1 This document has been classified restricted at the date of issue. It was declassified at the 1100th meeting of the Ministers’ Deputies (December 2010) (DH) (see CM/Del/Dec(2010)1100 Decisions adopted at the meeting).
2 §195 of the judgment D.H. v Czech Republic
3 §207 ibid.
4 §201 ibid.
5 §202-204 ibid.
6 §206 ibid.
7 “Czech official quits Education Ministry over failure to address epical schools” ROMEA, 02 11 10; see also iDNEZ.cz of 23.10.10.
8 DD(2009)657E. See paragraph 3 and page 2.
9 See the relevant section of the document “Information about the National Plan of Inclusive Education” DH-DD(2010)584E.
10 §79 of the ECRI report of 2009 CRI(2009)30.
11 See also “The Strasbourg Declaration on Roma” (CM(2010)133 final) § 1.
12 §207 of the judgment D.H. v Czech Republic.
13 § 207 ibid.
14 See Section 5 page 3 of the document submitted by the Czech authorities in April 2010 DH-DD(2010)584E.
15 §201 of the judgment D.H. v Czech Republic.
16 Page 6 of the document submitted by the Czech authorities in April 2010 DH-DD(2010)584E.
17 See DH-DD(2010)583E.
19 See page 5 of the document submitted by the Czech authorities in April 2010.
20 See 3rd paragraph page 1 of the information submitted in December 2009 DH-DD(2010)583E.
21 Paragraph 80 ECRI report of 2 April 2009.
22 §202-204 of the judgment D.H. v Czech Republic.
23 See page 5 of the document submitted by the Czech authorities in April 2010, DH-DD(2010)584E.

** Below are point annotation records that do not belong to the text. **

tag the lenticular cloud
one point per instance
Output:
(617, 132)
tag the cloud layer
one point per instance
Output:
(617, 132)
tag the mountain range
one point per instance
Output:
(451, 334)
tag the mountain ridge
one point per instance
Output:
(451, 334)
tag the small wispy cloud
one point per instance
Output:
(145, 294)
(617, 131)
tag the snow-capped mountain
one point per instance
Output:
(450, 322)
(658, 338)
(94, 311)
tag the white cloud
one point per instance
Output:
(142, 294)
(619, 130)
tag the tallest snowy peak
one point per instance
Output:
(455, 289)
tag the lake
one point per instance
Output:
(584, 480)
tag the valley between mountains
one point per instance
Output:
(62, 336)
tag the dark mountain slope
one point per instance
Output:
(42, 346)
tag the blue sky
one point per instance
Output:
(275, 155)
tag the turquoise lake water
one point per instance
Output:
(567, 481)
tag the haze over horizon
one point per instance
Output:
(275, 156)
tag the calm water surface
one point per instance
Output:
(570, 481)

24 §206 of the judgment D.H. v Czech Republic.
25 For more detail see the notes from the 1086th Committee of Ministers’ meeting of June 2010.

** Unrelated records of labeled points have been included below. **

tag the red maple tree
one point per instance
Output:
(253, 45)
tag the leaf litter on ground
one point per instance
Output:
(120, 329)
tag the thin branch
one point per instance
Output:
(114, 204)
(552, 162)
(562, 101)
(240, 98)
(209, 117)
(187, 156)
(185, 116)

26 As set out in the first submission of 09.04.09, for more detail see the notes from the 1086th Committee of Minister’s meeting of June 2010.
27 previously Special Schools at the time of the judgment, see also paragraph 75 of the ECRI report of 2 April 2009.
28 Paragraphs 79, 85 and 87 of the ECRI report of 2 April 2009; Section V, page 10 of the Memorandum of 23 November 2009 submitted under Rule 9 to the Committee of Ministers by a coalition of NGOs.
29 §206 of the judgment D.H. v Czech Republic.